Crônicas da vida urbana
Por Crônicas da vida urbana -
Vista da minha jaula
A culpa, em parte pelo menos, é do Walt Disney: a partir de seus filmes sobre Natureza, feitos em acordo com a mesma, e não contra ela, deixam de fazer sentido monstruosidades como circos e zoológicos. Os circos com animais são das piores manifestações de crueldade: tirar os bichos de seu ambiente já é uma violência; torturá-los para que façam gracinhas e os humanos se sintam superiores não tem nome. Quanto aos zoológicos, pode-se fazer exceção se tiverem como objetivo básico proteção em vez de exibição dos bichos.
A prova de que não é necessário torturar animais para fins de entretenimento é o Cirque du Soleil: os humanos são espetáculo uns para os outros. Os poucos zoológicos que frequentei, por força de circunstâncias e contra a vontade, me causaram sempre uma imensa vergonha de pertencer à raça humana. E, inevitável, o pensamento:
- Que tal um lugar onde os humanos estivessem aprisionados para serem vistos pelos animais?

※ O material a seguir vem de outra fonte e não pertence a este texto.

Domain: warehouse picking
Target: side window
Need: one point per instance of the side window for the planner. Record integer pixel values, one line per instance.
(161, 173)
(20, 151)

Em algumas ocasiões, estive na situação de observar a espécie humana, sem no entanto estar enjaulado – ou não literalmente... - o que já é um diferencial.
Foram ocasiões muito díspares e distantes entre si, variando entre botecos e situações cotidianas. De qualquer forma, a constante era dispor de um observatório muito discreto, próximo do invisível, pesquisa não-participante.

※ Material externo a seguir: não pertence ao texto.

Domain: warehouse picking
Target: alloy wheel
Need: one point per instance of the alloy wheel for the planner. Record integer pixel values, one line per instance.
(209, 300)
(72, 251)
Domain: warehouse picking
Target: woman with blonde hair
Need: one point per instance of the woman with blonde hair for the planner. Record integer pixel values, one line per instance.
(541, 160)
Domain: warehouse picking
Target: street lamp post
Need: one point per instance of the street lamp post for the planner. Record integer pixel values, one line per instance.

As conclusões dessas observações são impublicáveis e, na sua maioria, nem mesmo mencionáveis numa conversa.
Para vocês terem uma pálida ideia, acho que os humanos estão, na escala da vida terráquea, mais ao nível dos insetos que dos ditos “animais superiores”, mamíferos e similares. No geral, temos comportamentos mais para formigas e cupins do que para felinos e canídeos. Para os primeiros, dominam as ações coletivas e instintivas; para os segundos, as individuais e racionais.
Claro que tudo isso é muito reducionista e vem num momento de irritação com a irracionalidade dos comportamentos diante da pandemia do vírus chinês. Mas façam uma experiência: desmanchem um formigueiro com o pé. Elas – as formigas – continuarão suas ações coletivas, carregando folhas, retomando os caminhos destruídos, e se for o caso, tentando salvar alguns ovos, para garantir a sobrevivência da espécie.
Os humanos, diante de uma ameaça concreta e efetiva, se jogam para praias, bares e festas – como se nada estivesse acontecendo... Ou se perdem em discussões sem pé nem cabeça nas redes sociais, alimentando o caos.